Мне хотелось объяснить ему, чем я занимался, но это все равно не исправит его мнения о моих делишках.
Я сидел, потягивал пиво и пытался отгадать, что теперь предпримет наваб. А ведь что-то он сделает: по его мнению — и Хертера, — я, в некотором роде, провел их, заставив сдержать собственное слово. Им захочется отомстить мне.
Они могут подослать Юсуфа по мою душу, или может заявиться сам Хертер. А то придут с драгоценностями в полицию и скажут, что я где-то прячу остальные. Я надеялся, что они прибегнут к логике, прежде чем действовать.
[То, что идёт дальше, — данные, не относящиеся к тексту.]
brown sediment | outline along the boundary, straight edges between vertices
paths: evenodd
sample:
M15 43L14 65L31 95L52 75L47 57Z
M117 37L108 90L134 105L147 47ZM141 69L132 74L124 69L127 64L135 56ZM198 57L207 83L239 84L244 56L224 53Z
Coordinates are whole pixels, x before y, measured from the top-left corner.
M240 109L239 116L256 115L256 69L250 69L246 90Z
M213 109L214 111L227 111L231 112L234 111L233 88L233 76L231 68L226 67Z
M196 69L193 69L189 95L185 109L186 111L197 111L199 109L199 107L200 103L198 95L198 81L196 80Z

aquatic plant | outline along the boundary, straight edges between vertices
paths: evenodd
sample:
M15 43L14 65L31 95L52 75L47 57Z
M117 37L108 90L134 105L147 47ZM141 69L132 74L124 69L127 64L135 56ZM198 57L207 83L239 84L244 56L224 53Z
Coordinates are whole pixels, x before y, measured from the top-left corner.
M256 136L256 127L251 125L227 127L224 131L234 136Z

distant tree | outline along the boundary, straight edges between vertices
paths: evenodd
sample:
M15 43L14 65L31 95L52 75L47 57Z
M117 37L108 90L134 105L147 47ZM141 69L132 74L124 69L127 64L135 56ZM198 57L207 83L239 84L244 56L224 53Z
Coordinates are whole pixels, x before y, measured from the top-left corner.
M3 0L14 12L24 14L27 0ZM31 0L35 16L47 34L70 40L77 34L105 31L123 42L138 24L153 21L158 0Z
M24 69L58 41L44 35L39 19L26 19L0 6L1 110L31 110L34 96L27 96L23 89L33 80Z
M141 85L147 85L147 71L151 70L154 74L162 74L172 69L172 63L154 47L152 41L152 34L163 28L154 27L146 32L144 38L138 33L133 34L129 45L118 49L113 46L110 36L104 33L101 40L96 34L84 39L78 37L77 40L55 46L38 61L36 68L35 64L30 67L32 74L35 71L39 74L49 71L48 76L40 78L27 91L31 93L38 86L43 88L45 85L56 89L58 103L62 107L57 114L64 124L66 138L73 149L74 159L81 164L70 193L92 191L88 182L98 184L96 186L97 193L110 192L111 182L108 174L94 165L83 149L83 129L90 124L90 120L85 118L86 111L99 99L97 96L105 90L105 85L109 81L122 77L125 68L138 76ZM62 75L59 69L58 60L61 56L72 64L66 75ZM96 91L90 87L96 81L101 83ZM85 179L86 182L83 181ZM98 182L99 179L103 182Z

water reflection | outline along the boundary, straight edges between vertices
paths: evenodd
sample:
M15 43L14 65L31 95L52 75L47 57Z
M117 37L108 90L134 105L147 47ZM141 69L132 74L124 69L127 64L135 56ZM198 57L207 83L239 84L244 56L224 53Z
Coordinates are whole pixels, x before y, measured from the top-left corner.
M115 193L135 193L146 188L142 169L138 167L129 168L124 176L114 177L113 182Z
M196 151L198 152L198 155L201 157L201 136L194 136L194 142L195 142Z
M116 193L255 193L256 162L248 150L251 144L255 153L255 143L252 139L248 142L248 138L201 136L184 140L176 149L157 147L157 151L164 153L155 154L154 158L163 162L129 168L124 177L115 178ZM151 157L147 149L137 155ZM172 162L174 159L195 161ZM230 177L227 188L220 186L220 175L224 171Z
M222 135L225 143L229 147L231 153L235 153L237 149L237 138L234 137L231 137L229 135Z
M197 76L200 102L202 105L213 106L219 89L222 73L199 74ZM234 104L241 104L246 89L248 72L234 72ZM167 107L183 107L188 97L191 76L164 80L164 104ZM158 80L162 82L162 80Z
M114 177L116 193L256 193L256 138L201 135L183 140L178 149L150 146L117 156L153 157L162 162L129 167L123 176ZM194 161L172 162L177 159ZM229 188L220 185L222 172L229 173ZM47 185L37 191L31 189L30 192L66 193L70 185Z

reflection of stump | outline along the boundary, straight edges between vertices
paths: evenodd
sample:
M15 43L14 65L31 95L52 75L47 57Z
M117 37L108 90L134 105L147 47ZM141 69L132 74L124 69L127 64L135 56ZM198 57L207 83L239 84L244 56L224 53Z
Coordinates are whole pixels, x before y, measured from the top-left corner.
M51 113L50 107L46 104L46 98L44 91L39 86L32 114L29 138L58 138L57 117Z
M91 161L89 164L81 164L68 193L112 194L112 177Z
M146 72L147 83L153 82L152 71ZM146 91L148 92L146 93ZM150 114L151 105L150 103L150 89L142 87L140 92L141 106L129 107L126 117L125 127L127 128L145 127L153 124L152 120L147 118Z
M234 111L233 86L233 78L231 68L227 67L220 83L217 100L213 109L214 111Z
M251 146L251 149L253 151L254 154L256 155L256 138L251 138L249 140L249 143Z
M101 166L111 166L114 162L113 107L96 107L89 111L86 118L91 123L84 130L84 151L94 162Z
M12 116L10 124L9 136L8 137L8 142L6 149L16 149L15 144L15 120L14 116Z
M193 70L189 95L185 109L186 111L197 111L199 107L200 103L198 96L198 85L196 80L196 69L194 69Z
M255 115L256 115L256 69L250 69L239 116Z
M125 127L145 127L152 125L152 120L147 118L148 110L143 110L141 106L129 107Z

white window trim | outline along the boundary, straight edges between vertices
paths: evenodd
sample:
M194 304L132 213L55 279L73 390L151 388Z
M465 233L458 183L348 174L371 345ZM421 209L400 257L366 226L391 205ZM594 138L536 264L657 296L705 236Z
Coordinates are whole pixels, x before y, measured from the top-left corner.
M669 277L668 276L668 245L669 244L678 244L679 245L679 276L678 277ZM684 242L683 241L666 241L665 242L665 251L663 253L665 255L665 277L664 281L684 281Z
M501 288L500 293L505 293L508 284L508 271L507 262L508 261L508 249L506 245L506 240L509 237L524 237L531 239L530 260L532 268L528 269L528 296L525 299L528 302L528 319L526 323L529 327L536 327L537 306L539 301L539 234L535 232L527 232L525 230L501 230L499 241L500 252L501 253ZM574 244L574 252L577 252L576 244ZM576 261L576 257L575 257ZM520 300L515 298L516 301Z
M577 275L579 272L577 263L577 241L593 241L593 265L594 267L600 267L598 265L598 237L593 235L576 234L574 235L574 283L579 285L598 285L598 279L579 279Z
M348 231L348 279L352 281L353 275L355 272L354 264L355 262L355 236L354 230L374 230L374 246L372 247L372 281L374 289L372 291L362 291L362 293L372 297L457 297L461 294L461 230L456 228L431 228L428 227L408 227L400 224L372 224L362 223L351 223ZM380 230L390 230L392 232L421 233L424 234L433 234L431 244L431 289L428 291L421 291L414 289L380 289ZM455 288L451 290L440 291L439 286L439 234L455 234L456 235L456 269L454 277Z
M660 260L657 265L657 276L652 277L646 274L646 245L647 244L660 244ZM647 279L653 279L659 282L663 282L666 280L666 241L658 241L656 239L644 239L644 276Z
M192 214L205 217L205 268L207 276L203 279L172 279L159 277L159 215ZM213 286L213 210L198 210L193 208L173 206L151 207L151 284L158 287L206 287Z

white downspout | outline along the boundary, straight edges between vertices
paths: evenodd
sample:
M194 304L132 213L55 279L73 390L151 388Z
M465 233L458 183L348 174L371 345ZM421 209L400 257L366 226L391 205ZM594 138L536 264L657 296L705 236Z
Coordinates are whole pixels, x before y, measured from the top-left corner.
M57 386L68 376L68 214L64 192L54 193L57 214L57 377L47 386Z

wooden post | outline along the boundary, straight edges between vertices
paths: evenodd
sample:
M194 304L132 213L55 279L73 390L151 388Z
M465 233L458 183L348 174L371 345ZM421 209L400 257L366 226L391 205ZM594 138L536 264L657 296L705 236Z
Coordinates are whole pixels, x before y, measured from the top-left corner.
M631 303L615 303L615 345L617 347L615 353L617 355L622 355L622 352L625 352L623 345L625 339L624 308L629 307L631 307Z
Если они поднимут слишком большой шум, придадут этому делу повышенную гласность, то остатки сокровищ уйдут глубже под землю ещё на десяток лет.
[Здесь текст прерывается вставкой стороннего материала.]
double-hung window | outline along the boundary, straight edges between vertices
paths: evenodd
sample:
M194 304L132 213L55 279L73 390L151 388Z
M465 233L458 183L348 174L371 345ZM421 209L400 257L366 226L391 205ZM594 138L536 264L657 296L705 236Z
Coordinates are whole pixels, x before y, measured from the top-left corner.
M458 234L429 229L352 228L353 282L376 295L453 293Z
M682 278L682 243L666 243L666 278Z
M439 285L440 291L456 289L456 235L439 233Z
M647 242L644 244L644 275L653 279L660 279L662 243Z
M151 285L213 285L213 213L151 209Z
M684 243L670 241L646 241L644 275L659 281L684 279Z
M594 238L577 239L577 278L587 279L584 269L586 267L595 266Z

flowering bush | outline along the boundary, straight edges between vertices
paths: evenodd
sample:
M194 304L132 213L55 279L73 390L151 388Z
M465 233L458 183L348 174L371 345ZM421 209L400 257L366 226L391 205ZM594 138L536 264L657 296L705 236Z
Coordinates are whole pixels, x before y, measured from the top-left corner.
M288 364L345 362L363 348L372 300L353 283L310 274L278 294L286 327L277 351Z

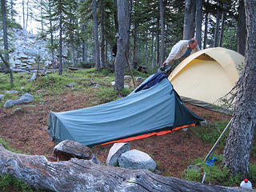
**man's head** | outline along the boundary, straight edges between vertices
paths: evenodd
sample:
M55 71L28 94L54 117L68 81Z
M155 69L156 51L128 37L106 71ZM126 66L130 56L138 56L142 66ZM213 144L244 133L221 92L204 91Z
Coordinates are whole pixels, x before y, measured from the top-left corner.
M198 41L195 38L191 38L189 46L192 50L194 49L198 46Z

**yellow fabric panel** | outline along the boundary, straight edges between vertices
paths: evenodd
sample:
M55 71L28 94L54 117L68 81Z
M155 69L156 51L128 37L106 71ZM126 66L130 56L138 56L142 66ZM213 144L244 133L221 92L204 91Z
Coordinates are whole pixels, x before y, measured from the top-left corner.
M234 86L217 62L201 59L186 65L171 83L179 95L209 103L216 102Z
M244 62L234 50L208 48L184 59L168 79L181 96L218 105L217 100L236 84Z

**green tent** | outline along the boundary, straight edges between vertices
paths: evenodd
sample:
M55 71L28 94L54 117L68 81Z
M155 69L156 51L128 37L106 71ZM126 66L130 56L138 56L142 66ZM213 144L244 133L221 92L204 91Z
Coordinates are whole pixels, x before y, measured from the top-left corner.
M168 133L164 131L200 121L203 119L182 102L166 76L157 73L117 101L70 111L50 111L48 132L57 142L69 139L94 146Z

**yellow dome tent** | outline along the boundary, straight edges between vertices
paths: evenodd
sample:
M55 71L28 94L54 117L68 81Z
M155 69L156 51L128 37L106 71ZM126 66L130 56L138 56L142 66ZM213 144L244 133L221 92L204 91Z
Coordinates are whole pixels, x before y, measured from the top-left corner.
M245 58L234 50L205 49L183 60L168 79L183 102L220 106L218 99L235 86L244 62Z

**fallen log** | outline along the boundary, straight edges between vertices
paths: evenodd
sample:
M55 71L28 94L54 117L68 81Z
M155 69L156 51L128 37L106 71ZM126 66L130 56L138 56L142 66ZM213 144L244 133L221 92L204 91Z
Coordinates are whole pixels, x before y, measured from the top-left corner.
M90 160L71 158L70 161L52 162L42 155L10 152L2 144L0 173L20 178L36 189L62 192L246 191L241 188L209 186L164 177L146 170L132 170L105 166Z

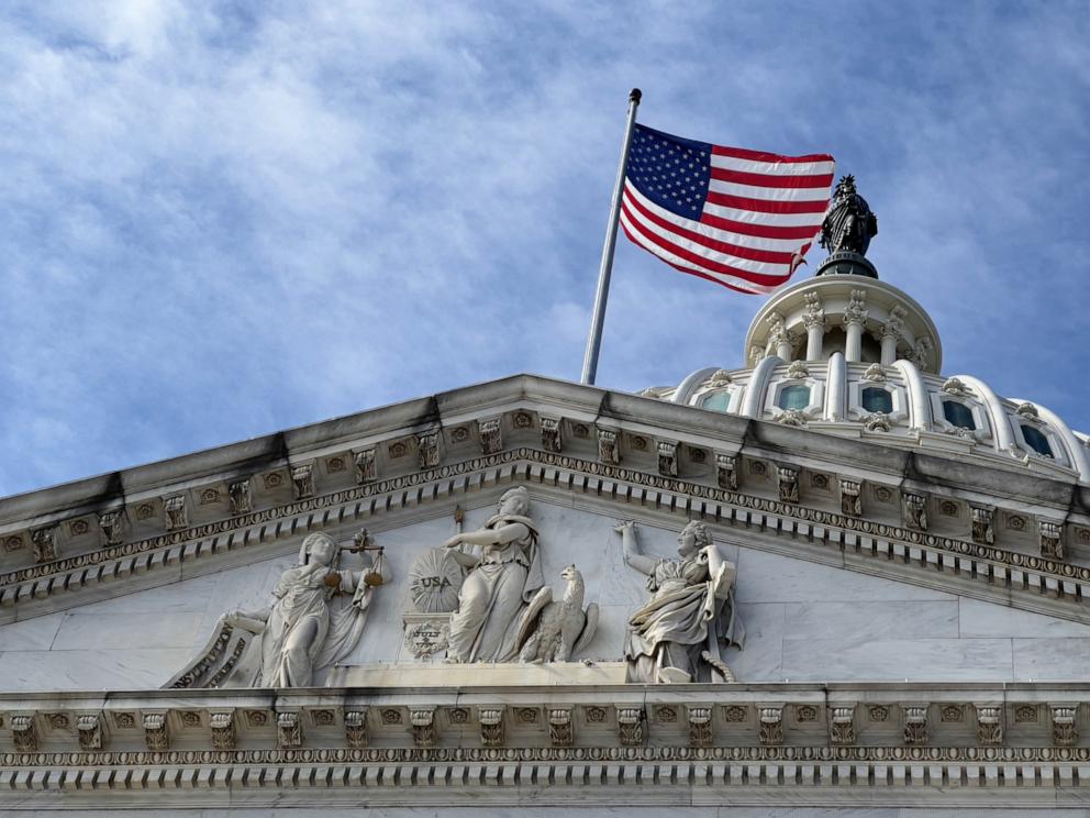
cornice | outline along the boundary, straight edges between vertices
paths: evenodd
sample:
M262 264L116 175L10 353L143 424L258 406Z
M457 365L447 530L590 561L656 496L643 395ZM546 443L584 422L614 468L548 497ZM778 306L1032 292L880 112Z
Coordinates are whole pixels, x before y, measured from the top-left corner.
M766 463L757 457L743 462ZM772 465L764 466L765 472L772 471ZM241 552L254 554L329 526L365 521L375 526L378 521L375 530L381 531L383 520L388 527L405 523L412 515L426 512L429 506L445 508L463 495L511 482L625 504L636 513L699 518L718 528L720 537L741 538L752 548L843 564L848 570L949 593L994 597L1027 610L1090 622L1090 611L1083 605L1090 595L1088 567L722 489L708 485L710 480L664 477L530 447L422 469L5 574L0 576L0 609L70 607L87 600L80 598L84 589L109 585L116 592L127 577L186 563L207 563L209 570L225 561L237 564Z
M2 694L0 804L1074 806L1088 705L1085 684Z

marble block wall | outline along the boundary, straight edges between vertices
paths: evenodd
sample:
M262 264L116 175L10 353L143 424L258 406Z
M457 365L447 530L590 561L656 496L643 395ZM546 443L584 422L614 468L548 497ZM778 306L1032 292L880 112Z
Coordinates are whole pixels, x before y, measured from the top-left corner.
M492 507L466 515L479 527ZM625 622L647 597L625 565L616 520L534 501L546 582L563 593L575 563L601 620L585 655L620 657ZM413 661L402 645L407 573L423 549L454 532L449 518L377 534L394 572L378 589L346 664ZM345 537L351 532L344 532ZM676 530L638 523L646 553L675 554ZM1090 676L1090 627L746 548L722 540L738 566L745 650L727 656L743 682L1071 681ZM209 638L220 615L268 605L296 543L280 556L0 627L0 689L159 687ZM352 566L355 555L345 556Z

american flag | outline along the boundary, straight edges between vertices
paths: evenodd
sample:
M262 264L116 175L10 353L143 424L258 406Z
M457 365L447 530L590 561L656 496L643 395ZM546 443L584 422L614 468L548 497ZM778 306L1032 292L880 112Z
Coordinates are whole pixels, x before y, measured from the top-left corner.
M821 230L834 167L826 154L778 156L636 125L621 225L682 273L771 292Z

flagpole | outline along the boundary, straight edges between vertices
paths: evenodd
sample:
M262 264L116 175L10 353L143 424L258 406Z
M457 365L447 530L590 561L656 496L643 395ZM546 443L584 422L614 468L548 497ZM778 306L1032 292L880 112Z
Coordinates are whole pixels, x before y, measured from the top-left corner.
M636 124L636 109L643 96L638 88L629 92L629 122L624 128L624 147L621 148L621 166L616 170L613 186L613 201L610 204L610 224L605 230L605 244L602 246L602 263L598 268L598 290L594 292L594 311L590 318L590 336L582 358L580 383L593 385L598 375L598 353L602 347L602 325L605 323L605 301L610 296L610 274L613 272L613 250L616 246L616 226L621 221L621 191L624 189L624 174L629 167L629 150L632 147L632 132Z

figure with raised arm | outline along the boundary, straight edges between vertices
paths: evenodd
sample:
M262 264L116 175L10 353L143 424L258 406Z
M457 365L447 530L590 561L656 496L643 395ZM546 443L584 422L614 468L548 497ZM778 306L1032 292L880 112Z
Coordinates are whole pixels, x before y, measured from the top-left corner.
M680 559L639 551L636 524L616 527L624 561L647 575L650 600L629 620L624 657L629 682L734 682L720 657L720 643L742 646L743 628L732 588L734 563L724 560L700 522L678 534Z
M308 687L314 671L344 659L363 633L366 611L376 587L390 579L381 550L367 545L366 533L356 551L378 551L365 571L337 567L340 549L333 538L318 532L299 549L299 562L280 575L272 588L275 601L256 611L232 611L226 621L260 637L260 667L251 687ZM352 595L333 610L336 594ZM255 640L256 642L256 640Z
M458 593L458 609L451 616L447 662L518 659L520 615L545 585L537 528L529 512L530 494L521 486L512 488L480 529L443 543L469 570Z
Если бы они были просто мошенниками, я чувствовал бы себя спокойнее. Мошенник — преуспевающий — это бизнесмен. Он может оторвать тебе голову, но только если это в интересах дела. Его поступки поддаются логическим объяснениям, и, зная это, можно не дать ему причин, из-за чего он оторвал бы тебе голову. А от любителей всего можно ждать.
Я допил пиво, поймал такси и поехал в аэропорт.
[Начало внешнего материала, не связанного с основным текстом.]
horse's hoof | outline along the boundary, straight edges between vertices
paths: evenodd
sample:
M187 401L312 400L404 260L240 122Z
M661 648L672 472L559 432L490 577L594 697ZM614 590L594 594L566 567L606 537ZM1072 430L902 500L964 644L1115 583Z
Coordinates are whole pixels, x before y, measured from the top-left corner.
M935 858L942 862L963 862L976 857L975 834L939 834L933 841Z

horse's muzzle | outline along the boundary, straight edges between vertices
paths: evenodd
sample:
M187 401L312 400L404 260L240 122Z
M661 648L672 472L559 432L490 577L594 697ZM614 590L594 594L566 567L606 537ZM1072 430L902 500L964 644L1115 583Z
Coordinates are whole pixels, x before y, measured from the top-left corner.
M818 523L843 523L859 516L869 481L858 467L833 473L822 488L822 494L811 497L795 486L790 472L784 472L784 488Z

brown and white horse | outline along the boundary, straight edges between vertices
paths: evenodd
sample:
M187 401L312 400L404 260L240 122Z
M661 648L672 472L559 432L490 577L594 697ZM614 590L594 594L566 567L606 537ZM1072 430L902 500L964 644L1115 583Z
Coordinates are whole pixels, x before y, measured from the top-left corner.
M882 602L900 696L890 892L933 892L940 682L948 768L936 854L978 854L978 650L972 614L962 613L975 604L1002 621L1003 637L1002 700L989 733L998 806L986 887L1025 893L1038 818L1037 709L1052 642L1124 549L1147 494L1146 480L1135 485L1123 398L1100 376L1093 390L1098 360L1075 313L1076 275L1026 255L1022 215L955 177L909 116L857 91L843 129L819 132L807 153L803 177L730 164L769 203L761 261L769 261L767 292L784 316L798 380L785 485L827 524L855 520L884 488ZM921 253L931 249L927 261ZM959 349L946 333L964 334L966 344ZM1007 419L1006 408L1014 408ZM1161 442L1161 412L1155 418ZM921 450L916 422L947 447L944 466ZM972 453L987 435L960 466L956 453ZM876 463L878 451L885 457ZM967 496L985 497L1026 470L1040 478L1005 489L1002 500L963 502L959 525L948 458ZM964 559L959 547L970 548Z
В аэропорт я приехал без чего-то пять, поменял несколько долларов и заказал, чтобы заправили самолет. Потом я послонялся по аэропорту и купил инструмент — вместо того, что у меня украли в Мехари. Я погонял двигатели, проверил, нормально ли меня заправили, когда приземлился «Пьяджо».
Вел машину он. Самолет сел красиво, как чайка, затем свернул с посадочной полосы и покатил за дальние ангары. Я заглушил двигатели и пошел в ту сторону.
Когда я подошел, Кен договаривался насчет заправки. Мы кивком поздоровались, и я оставил его заниматься своими делами, а сам пошел взглянуть на «Пьяджо».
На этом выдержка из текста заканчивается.